Many thanks kerry, mustangtony and bratjdd!
Looooooove it!....:-)
Many thanks inky!
Many thanks Marty!
stunning vase and very beautiful . wow i love it :)
Thanks Lisa-lighting!
Thanks Sean, hope you're feeling better today!
Very nice vase, beautiful.
Many thanks musikchoo, pawls, czechman and thank you too for that kind comment Phil!
Hello Kevin,
What a lovely piece. It brought Kahler to mind the second I saw it, but the design seemed a bit different. I love this, the color and design, the over-all shape, and the beautiful bottom.
Thanks for the information about it.
Happy Holidays to you and yours,
Tonino
Many thanks and seasons greetings to you and yours Tonino!

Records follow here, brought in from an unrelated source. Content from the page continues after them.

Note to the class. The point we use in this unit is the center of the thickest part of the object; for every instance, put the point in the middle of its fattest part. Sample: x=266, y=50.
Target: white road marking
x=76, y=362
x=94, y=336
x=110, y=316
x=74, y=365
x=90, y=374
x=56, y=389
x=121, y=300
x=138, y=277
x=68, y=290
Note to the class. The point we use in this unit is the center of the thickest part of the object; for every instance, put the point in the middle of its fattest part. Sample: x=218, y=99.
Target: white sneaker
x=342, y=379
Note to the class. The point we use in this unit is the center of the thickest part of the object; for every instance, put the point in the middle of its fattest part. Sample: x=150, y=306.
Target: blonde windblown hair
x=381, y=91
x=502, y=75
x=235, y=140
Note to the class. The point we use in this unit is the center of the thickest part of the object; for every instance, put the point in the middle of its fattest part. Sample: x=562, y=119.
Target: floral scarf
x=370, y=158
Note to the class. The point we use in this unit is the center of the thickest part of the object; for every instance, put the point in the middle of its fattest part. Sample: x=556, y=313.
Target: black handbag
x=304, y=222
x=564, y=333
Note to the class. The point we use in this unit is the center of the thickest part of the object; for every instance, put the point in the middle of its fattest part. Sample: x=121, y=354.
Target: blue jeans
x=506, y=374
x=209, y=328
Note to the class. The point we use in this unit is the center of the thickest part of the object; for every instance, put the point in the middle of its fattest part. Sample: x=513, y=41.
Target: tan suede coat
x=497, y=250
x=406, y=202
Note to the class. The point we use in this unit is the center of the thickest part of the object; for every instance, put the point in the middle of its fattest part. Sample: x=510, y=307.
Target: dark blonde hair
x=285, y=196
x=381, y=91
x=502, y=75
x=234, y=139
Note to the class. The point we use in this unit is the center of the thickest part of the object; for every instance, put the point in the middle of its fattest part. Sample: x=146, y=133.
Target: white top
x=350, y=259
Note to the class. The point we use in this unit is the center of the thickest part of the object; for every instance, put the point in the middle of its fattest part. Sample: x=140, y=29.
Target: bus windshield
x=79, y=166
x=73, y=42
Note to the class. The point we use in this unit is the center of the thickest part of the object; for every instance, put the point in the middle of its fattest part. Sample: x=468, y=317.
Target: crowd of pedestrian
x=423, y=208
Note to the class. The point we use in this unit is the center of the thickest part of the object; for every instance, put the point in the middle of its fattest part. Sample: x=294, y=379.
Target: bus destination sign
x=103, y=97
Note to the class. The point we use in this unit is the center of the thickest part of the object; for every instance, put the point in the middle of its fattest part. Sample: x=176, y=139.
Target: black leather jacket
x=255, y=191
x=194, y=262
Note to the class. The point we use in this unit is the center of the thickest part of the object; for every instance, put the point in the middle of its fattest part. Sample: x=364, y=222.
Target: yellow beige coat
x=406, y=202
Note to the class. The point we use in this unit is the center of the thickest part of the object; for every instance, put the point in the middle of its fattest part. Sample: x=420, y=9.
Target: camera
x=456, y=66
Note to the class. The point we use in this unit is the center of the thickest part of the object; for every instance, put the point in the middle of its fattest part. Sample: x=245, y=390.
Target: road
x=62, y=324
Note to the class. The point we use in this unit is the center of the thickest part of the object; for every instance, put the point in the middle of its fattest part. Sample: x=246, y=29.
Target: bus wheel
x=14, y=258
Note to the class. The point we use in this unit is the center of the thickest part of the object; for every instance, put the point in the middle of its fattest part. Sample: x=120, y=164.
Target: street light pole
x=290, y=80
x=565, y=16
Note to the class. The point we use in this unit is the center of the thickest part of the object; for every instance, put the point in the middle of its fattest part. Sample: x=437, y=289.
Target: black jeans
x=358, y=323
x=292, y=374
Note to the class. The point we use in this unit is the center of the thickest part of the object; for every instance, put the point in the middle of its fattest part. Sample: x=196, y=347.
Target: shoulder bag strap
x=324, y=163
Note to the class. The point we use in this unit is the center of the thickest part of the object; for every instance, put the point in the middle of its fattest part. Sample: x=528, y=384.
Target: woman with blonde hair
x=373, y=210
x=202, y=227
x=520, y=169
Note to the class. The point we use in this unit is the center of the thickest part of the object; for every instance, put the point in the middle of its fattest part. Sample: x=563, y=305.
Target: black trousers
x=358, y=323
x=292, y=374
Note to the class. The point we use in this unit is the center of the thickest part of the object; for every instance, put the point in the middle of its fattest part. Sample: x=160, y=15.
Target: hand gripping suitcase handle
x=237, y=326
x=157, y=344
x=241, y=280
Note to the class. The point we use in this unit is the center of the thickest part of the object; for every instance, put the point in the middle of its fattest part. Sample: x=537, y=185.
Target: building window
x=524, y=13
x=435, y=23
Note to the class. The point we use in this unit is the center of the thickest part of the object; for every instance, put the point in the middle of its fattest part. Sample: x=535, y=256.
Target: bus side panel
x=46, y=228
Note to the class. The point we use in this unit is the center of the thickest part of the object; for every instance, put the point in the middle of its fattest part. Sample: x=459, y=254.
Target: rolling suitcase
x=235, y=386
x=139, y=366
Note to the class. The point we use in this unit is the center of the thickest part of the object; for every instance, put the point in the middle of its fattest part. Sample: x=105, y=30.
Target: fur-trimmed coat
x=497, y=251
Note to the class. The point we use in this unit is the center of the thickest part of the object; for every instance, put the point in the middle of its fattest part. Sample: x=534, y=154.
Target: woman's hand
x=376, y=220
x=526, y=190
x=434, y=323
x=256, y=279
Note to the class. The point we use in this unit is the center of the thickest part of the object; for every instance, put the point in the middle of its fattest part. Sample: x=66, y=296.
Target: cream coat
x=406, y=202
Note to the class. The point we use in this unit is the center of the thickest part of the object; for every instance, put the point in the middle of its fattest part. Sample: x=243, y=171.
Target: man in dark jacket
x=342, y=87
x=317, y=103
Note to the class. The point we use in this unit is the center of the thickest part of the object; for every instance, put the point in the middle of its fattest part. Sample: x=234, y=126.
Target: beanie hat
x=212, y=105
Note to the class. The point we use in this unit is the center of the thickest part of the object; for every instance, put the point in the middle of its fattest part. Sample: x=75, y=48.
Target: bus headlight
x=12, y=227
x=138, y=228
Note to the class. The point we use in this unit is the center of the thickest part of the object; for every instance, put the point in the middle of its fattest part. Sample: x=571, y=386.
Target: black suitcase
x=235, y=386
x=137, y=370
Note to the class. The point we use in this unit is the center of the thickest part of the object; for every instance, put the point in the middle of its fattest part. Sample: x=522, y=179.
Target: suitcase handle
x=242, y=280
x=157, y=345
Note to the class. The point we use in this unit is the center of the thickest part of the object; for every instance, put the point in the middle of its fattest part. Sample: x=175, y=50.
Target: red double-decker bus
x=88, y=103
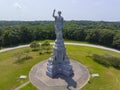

your very welcome vetraio50 , yes im feeling better :)
thankyou :)
Glad to here, you're feeling better, One step at a time. :-)
thankyou very much kerry10456:)
Beautiful ! PS our mutual friends spoke yesterday at SOH I received a note :-)
Hey, well done. Thanks for the love too, Mani!
Many thanks Pawls!
WOW I studied this for a long time! The colors look almost 3-D! It is soooo pretty! I am glad you waited to buy! But it must have been hard to do!
Many thanks toracat! It looks like calligraphy in a way. Very stylised chrysanthemums. Other factories did tube lining and did in-fills of colour - Moorcroft, De Koninklijke Porceleyne Fles etc. These guys had different coloured slips and used them as the basis of their decor. Herman Kähler also did this type of work and is supposed to be of better quality than the Danico firm. I believe this one is the equal of any of their work.
God what a beautiful vase!
Many thanks for your kind comments stillwaters!
Many thanks Manikin!
Many thanks Pawls!
Many thanks Amber!
Many thanks Maggadora! Takk fyrir!
Many thanks nldionne and AmphoraPottery too!